The group included sisters Yvonne, Mavis and Cynthia, but Cleotha was the backbone, defining herself by being the "strong, silent type," said Carpenter, author of "Uncloudy Day: The Gospel Music Encyclopedia." A brother, Pervis, performed with the group until 1968.
"When she was young they used to call her granny because she acted like a granny in terms of being wise and always sure of the best thing to do," Carpenter said.
Mavis Staples credited her father's guitar and Cleotha's voice with creating the group's distinctive sound.
"A lot of singers would try to sing like her," Mavis Staples said in a statement. "Her voice would just ring in your ear. It wasn't harsh or hitting you hard, it was soothing. She gave us that country sound."

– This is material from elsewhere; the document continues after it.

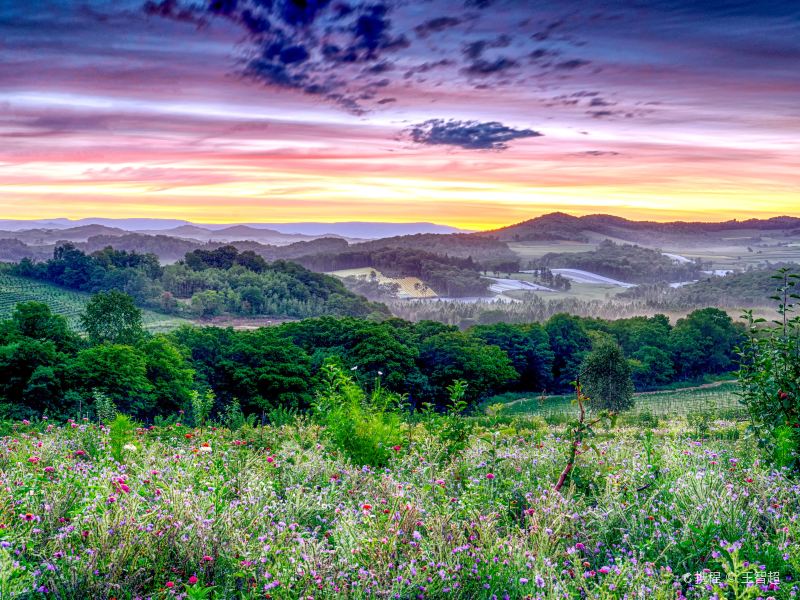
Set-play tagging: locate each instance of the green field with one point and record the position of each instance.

Staples, known as "Cleedi," was inducted into the Rock and Roll Hall of Fame with her family in 1999 and received a lifetime achievement award from the Grammys in 2005. The Staple Singers gained a huge audience with their first No. 1 hit "I'll Take You There" in 1972 and followed with top 40 hits "Respect Yourself," ''Heavy Makes You Happy," and "If You're Ready (Come Go With Me)."
The family's music career had its roots with Pops Staples, a manual laborer who strummed a $10 guitar while teaching his children gospel songs to keep them entertained in the evenings. They sang in church one Sunday morning in 1948, and three encores and a heavy church offering basket convinced Pops music was in the family's future.